Concerning Afghan reconciliation, the minister said a trilateral mechanism is in place, which is working on the issue. In this respect, she referred to the recent safe passage working group meeting in Islamabad.
“The concept is there should be clarity in the reconciliation and what steps are needed to achieve the goal. Pakistan role is that of a facilitator – we have always said this should be Afghan-led, Afghan-owned and Afghan-driven process.
“There should be no doubt that Pakistan will do whatever is within its capacity to be able to assist its Afghan brothers and sisters.”
Meanwhile, in a post-midnight vote, the US Senate rejected a proposal to suspend foreign aid to the governments of Pakistan, Egypt, and Libya on the ground that these countries were unreliable allies.
Republican Senator Rand Paul of Kentucky forced a vote on his amendment to cut US aid to Pakistan, Libya and Egypt, but the Senate overwhelmingly defeated the measure by a vote of 81-10.
The conservative senator led a one-man campaign to keep the Senate from voting on a must-pass bill to fund the federal government unless Senate Majority Leader Harry Reid agreed to allow a vote on Paul’s amendment to cut off foreign aid to the three countries.
Paul said he did not expect the measure to pass, but he wanted senators to have to go back home and explain to their constituents why they voted for aid to countries where there are violent anti-American protests.
The senator’s amendment would have made any resumption of aid contingent on Pakistan to release Shakil Afridi, the detained doctor who helped the CIA idntify the late al-Qaeda leader Osama bin Laden. The measure would have required Egypt and Libya to arrest the people responsible for the recent embassy and consulate attacks and turning them over to US authorities.
Some Republicans support a push to restrict foreign aid to countries with governments not deemed to be reliable allies. But many Republicans strongly objected to the Paul amendment as a ‘terrible idea’ that would damage US national security interests.

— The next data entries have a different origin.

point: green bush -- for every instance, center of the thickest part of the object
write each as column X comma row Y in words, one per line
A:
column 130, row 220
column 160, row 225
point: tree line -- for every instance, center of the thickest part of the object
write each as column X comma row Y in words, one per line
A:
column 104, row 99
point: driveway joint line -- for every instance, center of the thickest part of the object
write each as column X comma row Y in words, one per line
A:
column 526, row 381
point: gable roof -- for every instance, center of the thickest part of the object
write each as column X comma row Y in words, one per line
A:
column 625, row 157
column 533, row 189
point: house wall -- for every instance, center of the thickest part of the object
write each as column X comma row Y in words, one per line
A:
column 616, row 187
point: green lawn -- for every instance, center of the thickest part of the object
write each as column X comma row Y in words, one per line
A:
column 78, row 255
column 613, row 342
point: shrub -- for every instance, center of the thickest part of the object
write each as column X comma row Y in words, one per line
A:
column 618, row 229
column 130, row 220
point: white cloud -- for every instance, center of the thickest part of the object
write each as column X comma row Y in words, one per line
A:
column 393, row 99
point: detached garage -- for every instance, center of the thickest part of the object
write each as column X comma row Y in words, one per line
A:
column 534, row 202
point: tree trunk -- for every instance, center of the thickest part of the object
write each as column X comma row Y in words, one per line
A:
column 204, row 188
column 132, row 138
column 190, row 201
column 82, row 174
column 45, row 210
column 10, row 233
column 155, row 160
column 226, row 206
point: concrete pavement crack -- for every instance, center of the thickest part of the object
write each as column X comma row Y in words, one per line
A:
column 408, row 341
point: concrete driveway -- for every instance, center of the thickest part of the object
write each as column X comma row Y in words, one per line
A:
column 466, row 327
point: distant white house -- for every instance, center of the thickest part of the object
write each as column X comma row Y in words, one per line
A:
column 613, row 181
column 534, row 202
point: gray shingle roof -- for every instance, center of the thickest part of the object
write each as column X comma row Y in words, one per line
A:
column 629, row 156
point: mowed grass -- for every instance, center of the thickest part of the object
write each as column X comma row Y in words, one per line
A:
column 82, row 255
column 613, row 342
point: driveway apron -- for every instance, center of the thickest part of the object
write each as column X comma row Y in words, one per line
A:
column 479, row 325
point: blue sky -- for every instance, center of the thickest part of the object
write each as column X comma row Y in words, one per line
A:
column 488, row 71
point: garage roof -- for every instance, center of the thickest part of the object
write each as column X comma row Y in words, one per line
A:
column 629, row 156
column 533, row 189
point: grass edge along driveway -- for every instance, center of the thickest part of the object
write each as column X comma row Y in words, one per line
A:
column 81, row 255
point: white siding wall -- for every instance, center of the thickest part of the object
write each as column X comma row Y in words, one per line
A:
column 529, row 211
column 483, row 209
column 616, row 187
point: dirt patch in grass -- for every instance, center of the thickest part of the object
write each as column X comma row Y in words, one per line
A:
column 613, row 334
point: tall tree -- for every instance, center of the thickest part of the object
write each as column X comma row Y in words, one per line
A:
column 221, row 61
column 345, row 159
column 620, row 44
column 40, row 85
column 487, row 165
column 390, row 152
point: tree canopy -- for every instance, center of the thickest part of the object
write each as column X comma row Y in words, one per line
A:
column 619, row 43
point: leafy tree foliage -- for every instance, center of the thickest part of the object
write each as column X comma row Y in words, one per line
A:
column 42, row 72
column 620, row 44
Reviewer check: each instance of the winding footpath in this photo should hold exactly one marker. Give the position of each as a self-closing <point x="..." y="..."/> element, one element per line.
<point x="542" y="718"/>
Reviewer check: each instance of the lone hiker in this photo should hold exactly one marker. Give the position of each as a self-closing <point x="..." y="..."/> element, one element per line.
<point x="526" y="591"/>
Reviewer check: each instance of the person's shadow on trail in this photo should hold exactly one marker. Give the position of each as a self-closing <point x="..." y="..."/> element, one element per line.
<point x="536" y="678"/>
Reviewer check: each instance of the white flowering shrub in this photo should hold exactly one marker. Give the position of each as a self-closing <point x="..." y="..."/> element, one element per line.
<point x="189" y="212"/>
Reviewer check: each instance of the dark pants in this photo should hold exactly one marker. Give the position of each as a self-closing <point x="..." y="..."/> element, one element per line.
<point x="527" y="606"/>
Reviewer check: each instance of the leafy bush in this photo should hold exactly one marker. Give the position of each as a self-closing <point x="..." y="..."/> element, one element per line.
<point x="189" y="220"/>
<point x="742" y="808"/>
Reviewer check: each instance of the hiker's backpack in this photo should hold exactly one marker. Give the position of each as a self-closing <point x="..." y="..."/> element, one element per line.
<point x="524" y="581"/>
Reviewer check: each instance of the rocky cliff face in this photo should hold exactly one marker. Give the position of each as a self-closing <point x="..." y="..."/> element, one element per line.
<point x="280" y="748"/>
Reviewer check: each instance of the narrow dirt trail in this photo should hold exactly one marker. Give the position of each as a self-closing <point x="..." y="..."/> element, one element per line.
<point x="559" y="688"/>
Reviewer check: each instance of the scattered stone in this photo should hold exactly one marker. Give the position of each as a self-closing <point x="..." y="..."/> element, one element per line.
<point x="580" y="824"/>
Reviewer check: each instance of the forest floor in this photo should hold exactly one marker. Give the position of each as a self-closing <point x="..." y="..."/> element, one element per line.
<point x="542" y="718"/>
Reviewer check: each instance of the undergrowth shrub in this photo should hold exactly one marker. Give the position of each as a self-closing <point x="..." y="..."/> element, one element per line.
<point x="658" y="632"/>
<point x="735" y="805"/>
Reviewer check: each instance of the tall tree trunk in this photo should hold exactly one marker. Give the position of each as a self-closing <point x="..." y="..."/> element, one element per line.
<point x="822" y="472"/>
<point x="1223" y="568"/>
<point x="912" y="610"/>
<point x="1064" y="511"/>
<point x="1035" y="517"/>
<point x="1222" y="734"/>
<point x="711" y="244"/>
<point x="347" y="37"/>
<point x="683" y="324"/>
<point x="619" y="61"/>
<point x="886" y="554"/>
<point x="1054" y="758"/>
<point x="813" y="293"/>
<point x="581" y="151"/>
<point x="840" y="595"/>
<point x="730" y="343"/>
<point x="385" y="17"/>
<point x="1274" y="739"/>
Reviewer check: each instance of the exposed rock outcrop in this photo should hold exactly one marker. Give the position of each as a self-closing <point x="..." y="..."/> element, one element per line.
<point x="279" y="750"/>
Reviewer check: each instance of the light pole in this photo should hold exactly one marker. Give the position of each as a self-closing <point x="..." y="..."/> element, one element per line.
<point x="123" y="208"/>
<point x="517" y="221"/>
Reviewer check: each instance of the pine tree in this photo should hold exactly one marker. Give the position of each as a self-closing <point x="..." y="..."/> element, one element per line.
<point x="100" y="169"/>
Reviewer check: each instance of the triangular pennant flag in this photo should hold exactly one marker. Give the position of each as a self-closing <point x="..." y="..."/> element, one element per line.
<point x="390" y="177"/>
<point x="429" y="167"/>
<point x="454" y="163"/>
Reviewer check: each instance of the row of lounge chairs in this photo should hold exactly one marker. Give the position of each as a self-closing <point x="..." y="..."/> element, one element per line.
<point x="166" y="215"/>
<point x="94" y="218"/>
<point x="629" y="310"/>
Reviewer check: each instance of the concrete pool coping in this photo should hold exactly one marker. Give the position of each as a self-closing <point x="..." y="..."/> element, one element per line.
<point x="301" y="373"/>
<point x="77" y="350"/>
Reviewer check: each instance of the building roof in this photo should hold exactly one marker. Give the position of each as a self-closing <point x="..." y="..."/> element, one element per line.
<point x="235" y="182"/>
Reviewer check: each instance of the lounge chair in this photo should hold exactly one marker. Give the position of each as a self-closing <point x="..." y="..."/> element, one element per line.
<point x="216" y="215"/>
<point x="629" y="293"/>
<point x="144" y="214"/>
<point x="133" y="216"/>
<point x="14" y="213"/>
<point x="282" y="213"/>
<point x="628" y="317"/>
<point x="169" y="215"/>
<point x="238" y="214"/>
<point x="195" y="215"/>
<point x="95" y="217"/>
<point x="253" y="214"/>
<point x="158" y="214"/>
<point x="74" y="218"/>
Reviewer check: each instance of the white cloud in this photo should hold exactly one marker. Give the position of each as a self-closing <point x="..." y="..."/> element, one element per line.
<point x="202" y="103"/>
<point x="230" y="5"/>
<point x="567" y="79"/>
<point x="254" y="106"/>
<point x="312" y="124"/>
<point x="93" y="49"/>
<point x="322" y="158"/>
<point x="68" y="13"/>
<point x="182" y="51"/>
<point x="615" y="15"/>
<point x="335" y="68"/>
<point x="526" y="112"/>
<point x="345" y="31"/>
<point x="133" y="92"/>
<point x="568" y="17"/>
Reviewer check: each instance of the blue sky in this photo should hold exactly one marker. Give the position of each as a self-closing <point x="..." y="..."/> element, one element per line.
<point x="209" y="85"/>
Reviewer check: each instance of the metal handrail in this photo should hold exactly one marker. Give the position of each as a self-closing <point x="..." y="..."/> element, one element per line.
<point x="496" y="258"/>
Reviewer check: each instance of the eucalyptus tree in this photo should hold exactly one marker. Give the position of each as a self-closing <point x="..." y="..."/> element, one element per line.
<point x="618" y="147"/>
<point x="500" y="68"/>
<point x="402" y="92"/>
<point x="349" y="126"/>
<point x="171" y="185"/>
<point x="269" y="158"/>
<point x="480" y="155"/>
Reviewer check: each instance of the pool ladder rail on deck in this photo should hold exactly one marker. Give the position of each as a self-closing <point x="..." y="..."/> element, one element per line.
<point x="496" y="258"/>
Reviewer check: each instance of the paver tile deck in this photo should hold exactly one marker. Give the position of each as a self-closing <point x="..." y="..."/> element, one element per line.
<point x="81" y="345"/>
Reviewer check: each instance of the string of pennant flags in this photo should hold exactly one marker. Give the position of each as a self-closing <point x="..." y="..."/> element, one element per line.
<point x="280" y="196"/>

Most Democrats also rejected cuts to foreign aid, saying some of the countries that are undergoing political changes need US assistance now more than ever. Democratic Senator Max Baucus pleaded for Democrats and Republicans to work together on these sensitive foreign policy issues.
Baucus said, “It used to be not too many years ago that in foreign policy issues, because they are really non-partisan, we as a country worked together. We faced the country, the world, as one voice. So I strongly caution my colleagues on both sides of the aisle to not make this a partisan issue.”
The Senate’s rejection of the proposal to suspend aid comes as the US administration on Friday thanked Pakistan for protecting the US Embassy in Islamabad against protesters.